The cost management + billing service and features are available in any subscription in the Azure portal. It will allow you to do administrative tasks around billing, set spending thresholds, and proactively analyze azure cost generation. For example, in the Azure Portal, under Cost Management and Billing, you can find Budgets to create a budget for your costs in your subscription. In the create budget, you can define thresholds on actual and forecasted costs, manage an action group, specify emails (recipients for alerts) and language.
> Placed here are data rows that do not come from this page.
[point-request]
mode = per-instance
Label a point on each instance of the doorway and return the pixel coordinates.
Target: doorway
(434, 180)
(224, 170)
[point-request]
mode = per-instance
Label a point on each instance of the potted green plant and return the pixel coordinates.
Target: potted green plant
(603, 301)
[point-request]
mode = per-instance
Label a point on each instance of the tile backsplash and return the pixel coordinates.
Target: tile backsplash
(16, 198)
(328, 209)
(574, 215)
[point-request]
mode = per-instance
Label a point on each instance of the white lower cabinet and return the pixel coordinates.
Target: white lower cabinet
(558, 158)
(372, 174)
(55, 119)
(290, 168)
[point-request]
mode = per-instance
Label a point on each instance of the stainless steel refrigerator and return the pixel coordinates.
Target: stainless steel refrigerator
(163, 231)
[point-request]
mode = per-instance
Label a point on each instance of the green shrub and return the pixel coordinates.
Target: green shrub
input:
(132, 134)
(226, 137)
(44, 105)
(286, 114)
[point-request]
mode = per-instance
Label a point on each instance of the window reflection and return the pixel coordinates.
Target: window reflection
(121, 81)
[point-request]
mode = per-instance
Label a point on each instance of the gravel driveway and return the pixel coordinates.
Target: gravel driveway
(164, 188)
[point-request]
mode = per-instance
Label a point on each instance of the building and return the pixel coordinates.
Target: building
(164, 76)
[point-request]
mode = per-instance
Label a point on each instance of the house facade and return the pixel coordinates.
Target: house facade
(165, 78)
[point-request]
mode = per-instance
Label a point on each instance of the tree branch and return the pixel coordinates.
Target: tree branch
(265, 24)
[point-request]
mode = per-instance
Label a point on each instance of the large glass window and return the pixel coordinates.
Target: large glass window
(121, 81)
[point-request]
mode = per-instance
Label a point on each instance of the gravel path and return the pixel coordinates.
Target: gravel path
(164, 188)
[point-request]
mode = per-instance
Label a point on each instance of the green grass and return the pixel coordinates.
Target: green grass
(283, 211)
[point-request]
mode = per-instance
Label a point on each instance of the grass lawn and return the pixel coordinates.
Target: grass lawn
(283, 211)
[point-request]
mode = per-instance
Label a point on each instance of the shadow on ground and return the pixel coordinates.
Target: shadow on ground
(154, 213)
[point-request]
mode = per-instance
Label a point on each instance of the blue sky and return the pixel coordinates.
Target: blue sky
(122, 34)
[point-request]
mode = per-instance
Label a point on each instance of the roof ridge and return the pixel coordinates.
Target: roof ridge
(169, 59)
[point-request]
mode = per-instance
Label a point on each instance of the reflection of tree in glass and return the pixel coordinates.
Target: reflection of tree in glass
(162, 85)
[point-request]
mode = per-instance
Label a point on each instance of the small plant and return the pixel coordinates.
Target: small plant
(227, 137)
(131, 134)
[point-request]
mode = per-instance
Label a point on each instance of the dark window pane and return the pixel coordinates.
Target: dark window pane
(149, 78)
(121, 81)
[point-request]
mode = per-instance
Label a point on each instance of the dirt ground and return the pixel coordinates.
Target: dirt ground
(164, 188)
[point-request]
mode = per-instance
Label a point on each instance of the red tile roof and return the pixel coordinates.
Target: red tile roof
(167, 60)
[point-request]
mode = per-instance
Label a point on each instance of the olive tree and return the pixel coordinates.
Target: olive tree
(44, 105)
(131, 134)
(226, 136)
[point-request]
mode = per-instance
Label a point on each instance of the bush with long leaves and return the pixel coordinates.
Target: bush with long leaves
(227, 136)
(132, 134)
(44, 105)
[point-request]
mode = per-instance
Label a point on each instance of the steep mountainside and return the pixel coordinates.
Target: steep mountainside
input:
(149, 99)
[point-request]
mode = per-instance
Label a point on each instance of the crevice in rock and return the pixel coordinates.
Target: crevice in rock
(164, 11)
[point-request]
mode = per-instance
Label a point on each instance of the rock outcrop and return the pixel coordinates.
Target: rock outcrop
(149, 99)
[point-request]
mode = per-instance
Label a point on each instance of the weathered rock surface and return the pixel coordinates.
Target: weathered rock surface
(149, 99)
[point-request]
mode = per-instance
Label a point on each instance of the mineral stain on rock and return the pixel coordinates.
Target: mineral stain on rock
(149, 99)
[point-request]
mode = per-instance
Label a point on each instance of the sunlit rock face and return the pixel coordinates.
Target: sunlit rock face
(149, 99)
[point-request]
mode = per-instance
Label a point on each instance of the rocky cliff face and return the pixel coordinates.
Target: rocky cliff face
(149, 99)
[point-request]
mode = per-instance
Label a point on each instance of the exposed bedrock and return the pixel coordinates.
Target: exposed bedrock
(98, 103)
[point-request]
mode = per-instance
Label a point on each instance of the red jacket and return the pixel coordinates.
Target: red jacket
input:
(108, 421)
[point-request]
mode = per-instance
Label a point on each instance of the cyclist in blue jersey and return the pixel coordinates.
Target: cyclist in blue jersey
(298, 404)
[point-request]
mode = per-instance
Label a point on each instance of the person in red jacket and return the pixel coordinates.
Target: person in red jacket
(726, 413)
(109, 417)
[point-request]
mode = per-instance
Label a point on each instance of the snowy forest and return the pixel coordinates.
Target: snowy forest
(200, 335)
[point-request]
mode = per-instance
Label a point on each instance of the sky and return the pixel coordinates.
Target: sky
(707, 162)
Azure Cost Management Budgets

Considerations Cost Management

A key aspect regarding cost control is to set up budgets (mentioned earlier) at the beginning once a subscription before workloads land or resources are provisioned to develop cloud solutions. Furthermore, once consumption of Azure resources starts, you can look at recommendations for cost optimizations and Costs Analysis. For instance, the cost analysis (preview) can show the cost per resource group and services.

Azure Cost Analysis

It is recommended to separate workloads per subscription as per the subscription decision guide. And one of the benefits is splitting out costs and keeping them under control with budgets. And lastly, Azure Advisor can help identify underutilized or unused resources to be optimized or shut down.

Tagging

Tagging Azure resources is a good practice. A tag is a key-value pair and is helpful to identify your resource. You can order your resource with, for instance, a key environment and value dev (development) and a key identifying the department with value marketing. Moreover, you can add various tags (key/values), up to 50. Each tag name (key) is limited to 512 characters and values to 256 characters. More information on limitations is available on the Microsoft docs.

Tagging Considerations

With tags, you can assign helpful information to any resource within your cloud infrastructure – usually information not included in the name of available in the overview of the resource. Tagging is critical for cost management, operations, and management of resources. More details on how to apply them are available in the decision guide. Furthermore, you can enforce tagging through Azure policies – see the Microsoft documentation on policy definitions for tag compliance.

Reporting

Stakeholders in Azure projects will be interested in cost accumulation for workloads in subscriptions. Therefore, reports of resource consumption in the euro, for example, are required. These reports can be viewed in the Azure Portal under Cost Management and Billing. However, you will need filters in the cost analysis or use the preview functionality to be more specific. Or you can export the data to a storage account and hook it up to PowerBI, or use third-party tooling like CloudCtrl.

Cloud Control

And finally, as a developer, you can also leverage the available APIs to get costs and usage data. For example, the Azure Consumption APIs give you programmatic access to cost and usage data for your Azure resources. With the data, you can build reports.

Reports considerations

With costs, reports are essential to realize who the target audience is, what information they are looking for and how to present it. In addition, each active resource consumes the Azure infrastructure inside a data center, leading to cost. And cost should represent value in the end. Hence, reporting is critical for stakeholders in your cloud projects. The analysis of costs is in good hands with the cost analysis capabilities; however, the presentation requirements might differ and sometimes require a custom report by leveraging, for instance, PowerBI or a third-party tool.

Wrap up

In this blog post, we discussed Azure cost and hopefully made it clear that developers should care about cost, and they have tools and services available to make life easier. For example, they can set up cost management infrastructure themselves in their dev/test subscriptions if not already enforced or done by IT. Furthermore, they can make IT and the architect(s) aware of it if it is not in place. In the end, I believe it is a shared responsibility of developers and IT responsible for managing the Azure environments/subscriptions.